How Nazi Mona Lisa thriller theft plot led back to Scottish author Peter May''s own home

The Night Gate would never have been written if it wasn’t for Covid and the Scottish author hadn’t bought a double garage in South West France

Peter May's new thriller, The Night Gate is out now in hardback, from riverrun.
Peter May's new thriller, The Night Gate is out now in hardback, from riverrun.

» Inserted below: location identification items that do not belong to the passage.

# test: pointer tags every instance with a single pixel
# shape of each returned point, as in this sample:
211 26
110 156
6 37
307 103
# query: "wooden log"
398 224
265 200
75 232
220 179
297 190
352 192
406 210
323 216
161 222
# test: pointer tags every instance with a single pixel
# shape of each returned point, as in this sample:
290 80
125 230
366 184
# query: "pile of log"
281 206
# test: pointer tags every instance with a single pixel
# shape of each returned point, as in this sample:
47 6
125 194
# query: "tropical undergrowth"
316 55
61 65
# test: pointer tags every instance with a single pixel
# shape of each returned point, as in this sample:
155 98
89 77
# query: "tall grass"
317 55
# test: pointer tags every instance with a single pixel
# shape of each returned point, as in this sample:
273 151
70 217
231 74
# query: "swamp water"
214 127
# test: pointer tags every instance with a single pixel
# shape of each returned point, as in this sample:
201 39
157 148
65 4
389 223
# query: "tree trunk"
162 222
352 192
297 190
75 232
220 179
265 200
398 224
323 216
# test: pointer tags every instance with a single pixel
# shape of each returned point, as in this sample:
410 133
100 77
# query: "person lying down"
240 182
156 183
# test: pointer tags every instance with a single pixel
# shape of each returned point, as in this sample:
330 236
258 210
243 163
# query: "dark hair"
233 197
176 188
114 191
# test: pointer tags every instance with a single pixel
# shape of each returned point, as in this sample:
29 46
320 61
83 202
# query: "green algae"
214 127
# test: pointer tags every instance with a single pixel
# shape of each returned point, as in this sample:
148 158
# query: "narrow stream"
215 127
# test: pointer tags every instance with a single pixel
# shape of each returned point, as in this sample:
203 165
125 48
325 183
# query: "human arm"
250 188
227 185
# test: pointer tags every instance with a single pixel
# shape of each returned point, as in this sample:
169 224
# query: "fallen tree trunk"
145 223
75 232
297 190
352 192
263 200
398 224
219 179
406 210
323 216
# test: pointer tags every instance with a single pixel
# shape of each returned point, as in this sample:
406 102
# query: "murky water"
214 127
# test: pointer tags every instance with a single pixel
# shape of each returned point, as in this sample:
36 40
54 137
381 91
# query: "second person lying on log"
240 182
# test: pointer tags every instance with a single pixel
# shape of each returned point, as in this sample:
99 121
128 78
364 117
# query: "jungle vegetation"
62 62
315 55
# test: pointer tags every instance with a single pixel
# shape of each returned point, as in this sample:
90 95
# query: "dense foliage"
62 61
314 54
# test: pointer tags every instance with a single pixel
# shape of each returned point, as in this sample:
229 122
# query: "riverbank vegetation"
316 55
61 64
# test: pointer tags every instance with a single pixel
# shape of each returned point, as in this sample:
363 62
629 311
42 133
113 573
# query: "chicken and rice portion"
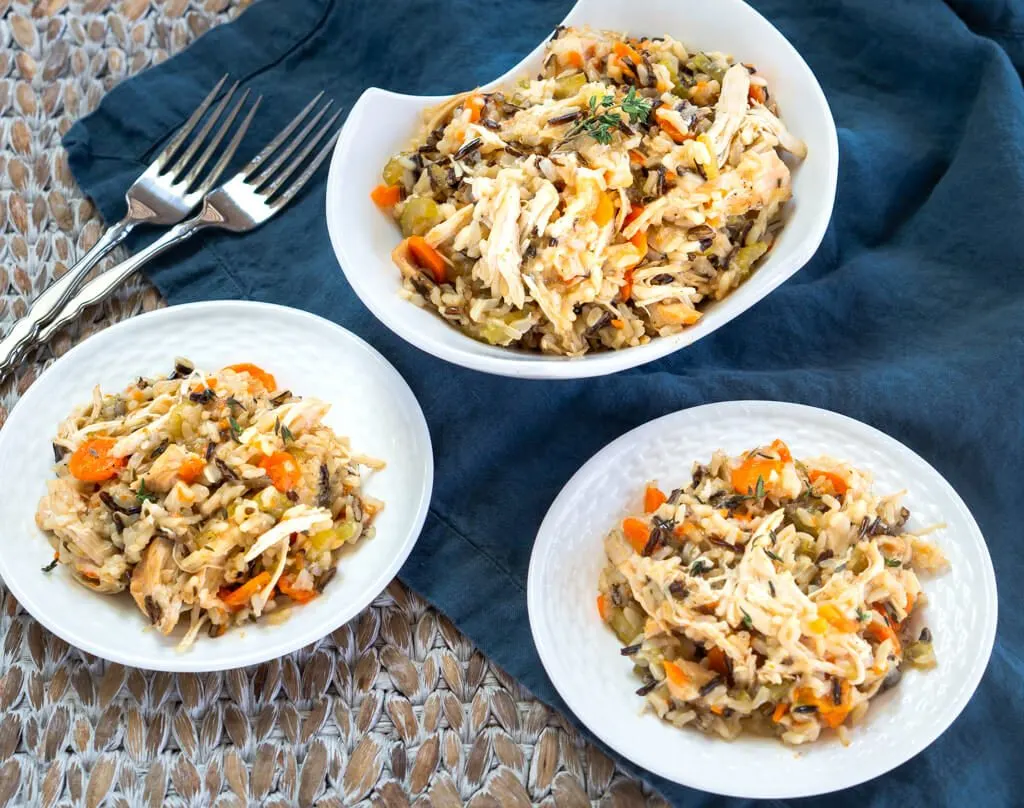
213 498
768 595
597 206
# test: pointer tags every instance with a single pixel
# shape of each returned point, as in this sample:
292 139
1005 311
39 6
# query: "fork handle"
49 302
100 287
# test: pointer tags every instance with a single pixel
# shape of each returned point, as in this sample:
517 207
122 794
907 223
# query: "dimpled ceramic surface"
382 123
582 656
370 401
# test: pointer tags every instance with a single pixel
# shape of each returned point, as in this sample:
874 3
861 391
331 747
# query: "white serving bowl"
582 655
370 402
382 123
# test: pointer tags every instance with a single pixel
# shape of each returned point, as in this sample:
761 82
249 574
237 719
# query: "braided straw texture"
394 709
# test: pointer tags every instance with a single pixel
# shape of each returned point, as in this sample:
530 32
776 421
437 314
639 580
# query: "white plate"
582 657
370 401
382 123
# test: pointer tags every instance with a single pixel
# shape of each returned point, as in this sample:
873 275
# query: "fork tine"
229 150
194 173
181 163
296 141
188 125
301 180
297 161
272 146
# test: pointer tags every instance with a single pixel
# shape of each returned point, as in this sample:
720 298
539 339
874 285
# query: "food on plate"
597 206
212 498
770 594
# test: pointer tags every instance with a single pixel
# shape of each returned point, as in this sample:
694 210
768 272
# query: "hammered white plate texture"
382 123
371 404
582 657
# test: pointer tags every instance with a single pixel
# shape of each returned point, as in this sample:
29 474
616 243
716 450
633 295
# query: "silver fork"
258 192
163 195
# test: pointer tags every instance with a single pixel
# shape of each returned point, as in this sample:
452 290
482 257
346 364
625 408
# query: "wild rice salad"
212 498
597 206
769 595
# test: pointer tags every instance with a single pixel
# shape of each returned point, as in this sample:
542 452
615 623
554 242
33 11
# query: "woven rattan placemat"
394 709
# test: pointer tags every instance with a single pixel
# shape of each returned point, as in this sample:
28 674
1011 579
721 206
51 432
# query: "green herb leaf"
698 566
636 107
143 495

You’re buying a house in South West France and the man selling it tells you priceless masterpieces hung on the walls during the war, smuggled from The Louvre and hidden from the Nazies. Nice story you think, buy the house and the double garage with space above it next door and time passes. Then one day you go to an exhibition in the nearby town about the evacuated paintings and there’s a black and white photo of one of the places some of them were stored. Your garage, with apartment above where masterpieces by Veronese and David were hidden, while the Mona Lisa was stashed in the chateau along the road. You post a mock up of Da Vinci’s famous painting in the crate in which it was hidden on social media then go back to what you were doing.

But if you’re award-winning crime writer Peter May, that’s not the end of the story and his latest book, The Night Gate, is published this week.

Writer of 26 or 27 novels - speaking over Zoom from the apartment above the garage in the Dordogne Valley, he’s lost count - May has sold “somewhere between 12 and 15 million books worldwide. Best known for The Lewis Trilogy, The China Thriller and The Enzo Files series, it was a book written 15 years ago that saw him back on the bestseller list last year. LOCKDOWN, set in London during a global pandemic wasn’t published first time round because editors thought a plot with the capital ravaged by a virus "was unrealistic and could never happen”. Now, however, it’s moment had come.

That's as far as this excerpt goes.